At the QI Club (Oxford) last night for a party and dinner to celebrate Paul Levy's edition of Lytton Strachey's Letters. Great fun and a pleasure to meet so many people — old friends and new.
I thought I'd read just about most of what there is to read about the Bloomsbury group, but there are many new things in these letters. (Times review here, Observer review here.) This is what Paul also discovered when he started on the project five years ago. For one thing, as Hilary Spurling noted in the Telegraph, what 'a comprehensive sexual odyssey' this selection of letters presents.
The last four paragraphs of Hilary Spurling's Telegraph review capture much of my own, far from straightforward reactions to Strachey and the Bloomsbury group (though this was too varied and complex a network to be intelligently subsumed under one umbrella title):
Strachey's contempt for women and his predatory accounts of children make dismal reading. So does his emotional amnesia in the 1914-18 war, when the sense of moral superiority engendered by his own and his friends' struggles to avoid serving in the Army seemed to blank out any sense of the illimitable catastrophe engulfing their contemporaries. Strachey spent the war carrying on pretty much as usual; reading, writing, visiting friends and doing the rounds of country houses ("Altogether it's been more like a campaign in Flanders than anything else," he wrote after a hectic social weekend at Garsington Manor in the summer of 1916, midway between the battles of Verdun and the Somme.)
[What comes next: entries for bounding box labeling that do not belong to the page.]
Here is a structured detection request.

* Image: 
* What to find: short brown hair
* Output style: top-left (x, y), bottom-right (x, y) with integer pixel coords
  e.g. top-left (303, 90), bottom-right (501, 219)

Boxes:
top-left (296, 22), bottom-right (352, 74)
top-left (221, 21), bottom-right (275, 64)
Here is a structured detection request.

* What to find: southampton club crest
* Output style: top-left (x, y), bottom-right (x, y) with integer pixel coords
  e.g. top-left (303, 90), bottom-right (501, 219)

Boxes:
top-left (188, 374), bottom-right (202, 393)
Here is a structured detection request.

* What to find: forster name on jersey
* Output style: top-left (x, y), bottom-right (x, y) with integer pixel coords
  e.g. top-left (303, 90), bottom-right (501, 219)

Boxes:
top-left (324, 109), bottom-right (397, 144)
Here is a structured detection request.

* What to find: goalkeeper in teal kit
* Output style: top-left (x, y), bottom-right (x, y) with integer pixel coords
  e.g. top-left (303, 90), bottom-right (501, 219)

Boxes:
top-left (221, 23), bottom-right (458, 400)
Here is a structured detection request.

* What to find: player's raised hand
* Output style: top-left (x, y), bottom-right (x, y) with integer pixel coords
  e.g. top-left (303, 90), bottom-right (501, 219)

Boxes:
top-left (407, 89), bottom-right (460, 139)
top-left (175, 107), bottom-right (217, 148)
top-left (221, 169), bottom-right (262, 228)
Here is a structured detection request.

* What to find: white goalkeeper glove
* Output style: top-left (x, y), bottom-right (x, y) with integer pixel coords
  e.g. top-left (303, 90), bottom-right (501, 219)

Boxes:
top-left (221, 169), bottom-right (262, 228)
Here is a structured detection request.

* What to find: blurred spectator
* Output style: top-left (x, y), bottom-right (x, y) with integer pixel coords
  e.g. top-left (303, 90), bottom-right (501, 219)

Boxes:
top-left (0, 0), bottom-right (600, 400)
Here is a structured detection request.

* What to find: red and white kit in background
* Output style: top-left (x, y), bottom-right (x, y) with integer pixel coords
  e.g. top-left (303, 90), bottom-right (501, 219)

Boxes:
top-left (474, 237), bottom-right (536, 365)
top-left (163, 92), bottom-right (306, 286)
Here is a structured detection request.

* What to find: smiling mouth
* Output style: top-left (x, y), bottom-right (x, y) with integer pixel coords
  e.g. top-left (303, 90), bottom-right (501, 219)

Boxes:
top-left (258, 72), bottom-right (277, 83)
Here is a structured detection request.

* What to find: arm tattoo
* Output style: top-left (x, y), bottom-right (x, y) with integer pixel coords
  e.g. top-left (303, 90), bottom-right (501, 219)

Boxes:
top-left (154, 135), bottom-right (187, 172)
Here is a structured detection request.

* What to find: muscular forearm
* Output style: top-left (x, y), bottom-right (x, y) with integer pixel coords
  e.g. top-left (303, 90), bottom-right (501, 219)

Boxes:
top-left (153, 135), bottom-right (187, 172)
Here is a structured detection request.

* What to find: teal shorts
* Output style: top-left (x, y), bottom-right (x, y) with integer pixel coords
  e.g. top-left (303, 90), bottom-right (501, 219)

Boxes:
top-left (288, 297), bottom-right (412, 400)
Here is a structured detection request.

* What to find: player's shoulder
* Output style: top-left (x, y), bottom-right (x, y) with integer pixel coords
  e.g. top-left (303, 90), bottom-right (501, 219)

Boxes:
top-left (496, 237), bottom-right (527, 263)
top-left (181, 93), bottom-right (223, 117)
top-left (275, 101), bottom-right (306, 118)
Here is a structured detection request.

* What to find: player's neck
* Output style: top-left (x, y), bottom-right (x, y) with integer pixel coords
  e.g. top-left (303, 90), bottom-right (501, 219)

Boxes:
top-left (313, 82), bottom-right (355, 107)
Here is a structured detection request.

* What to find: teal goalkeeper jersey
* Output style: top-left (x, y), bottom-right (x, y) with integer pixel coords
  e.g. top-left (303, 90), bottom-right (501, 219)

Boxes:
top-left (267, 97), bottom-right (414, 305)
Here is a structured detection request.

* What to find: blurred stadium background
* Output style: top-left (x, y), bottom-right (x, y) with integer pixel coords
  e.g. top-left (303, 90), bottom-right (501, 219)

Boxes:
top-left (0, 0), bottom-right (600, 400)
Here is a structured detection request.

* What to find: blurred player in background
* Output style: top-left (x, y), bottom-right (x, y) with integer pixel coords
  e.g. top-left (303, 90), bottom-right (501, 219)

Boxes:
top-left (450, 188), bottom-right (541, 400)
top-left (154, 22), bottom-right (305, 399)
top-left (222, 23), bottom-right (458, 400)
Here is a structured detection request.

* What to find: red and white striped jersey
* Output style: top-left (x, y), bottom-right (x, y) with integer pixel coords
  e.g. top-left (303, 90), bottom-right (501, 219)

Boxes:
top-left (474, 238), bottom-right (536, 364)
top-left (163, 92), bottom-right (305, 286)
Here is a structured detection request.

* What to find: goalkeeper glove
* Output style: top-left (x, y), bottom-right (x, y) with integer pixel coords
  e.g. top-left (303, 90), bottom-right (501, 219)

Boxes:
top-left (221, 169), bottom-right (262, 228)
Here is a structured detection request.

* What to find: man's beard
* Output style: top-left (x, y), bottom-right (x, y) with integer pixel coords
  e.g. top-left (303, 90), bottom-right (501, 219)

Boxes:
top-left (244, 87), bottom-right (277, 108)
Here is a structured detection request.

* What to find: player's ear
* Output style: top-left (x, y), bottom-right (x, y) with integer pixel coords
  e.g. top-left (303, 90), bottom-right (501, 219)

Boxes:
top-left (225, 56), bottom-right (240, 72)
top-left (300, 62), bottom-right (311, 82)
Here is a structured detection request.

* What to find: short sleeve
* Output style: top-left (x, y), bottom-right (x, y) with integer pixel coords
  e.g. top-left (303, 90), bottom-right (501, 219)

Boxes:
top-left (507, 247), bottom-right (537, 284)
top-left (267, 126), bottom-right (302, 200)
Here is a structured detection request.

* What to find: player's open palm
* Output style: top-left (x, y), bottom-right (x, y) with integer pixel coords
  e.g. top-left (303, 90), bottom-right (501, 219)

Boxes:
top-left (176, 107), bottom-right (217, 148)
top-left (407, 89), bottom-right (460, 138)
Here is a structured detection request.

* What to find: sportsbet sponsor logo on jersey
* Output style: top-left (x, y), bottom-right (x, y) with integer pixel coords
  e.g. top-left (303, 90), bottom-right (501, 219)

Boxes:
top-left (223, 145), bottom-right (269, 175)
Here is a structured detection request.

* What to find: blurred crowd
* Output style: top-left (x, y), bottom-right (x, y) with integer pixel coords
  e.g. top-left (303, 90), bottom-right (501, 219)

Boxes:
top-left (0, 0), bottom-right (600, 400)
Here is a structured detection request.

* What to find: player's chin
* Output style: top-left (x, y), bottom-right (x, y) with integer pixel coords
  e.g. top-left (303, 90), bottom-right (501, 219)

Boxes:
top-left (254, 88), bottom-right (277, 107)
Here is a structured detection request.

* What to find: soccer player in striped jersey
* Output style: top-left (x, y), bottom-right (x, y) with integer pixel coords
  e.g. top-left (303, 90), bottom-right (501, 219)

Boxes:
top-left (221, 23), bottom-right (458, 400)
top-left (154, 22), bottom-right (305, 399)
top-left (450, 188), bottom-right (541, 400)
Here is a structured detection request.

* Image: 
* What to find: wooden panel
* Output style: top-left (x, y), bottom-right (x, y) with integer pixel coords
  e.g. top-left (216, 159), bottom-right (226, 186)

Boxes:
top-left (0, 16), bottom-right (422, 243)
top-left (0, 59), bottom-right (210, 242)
His gossip is priceless. No one can pinpoint human failure, pretension or pomposity more brilliantly than Strachey, although it often takes close study of Levy's copious and complex notes to work out exactly who is up to what. Literature comes in a poor third. Strachey read voraciously all his life in French and English, and the relatively sparse comments included here are almost invariably spot-on. "It's the lack of copulation - actual or implied - that worries me," he said of Virginia Woolf's novels, and, of another old friend, E M Forster, "there always seems to be a touch of Weybridge in his style, whatever the subject may be".
Strachey himself became a celebrity overnight in 1918, when Eminent Victorians articulated the revulsion of a whole iconoclastic generation in the final convulsive stages of the war. Duchesses took him up, the Asquiths invited him for weekends, and a tea-party in Grosvenor Square with Mrs Astor struck awe into his heart. Someone even suggested summoning him to explain himself to the House of Commons ("I suppose I should be met at the door by the Speaker and Black Rod," Strachey wrote with satisfaction: "And the House of Lords. Are they doing anything? And His Majesty? Not a word from him.")
Nearly 40 years after his death, he became seriously famous for a second time, when Michael Holroyd's Lytton Strachey initiated a golden age of biography in the 1970s. Strachey himself may have hoped that publication of his letters would enhance his reputation further still, but the tone of this correspondence - catty, heartless, knowing, hugely entertaining and relentlessly flip - has more in common with Piers Morgan's The Insider than with the warmth, humanity and the subtle depths of feeling revealed in Holroyd's extraordinary biography.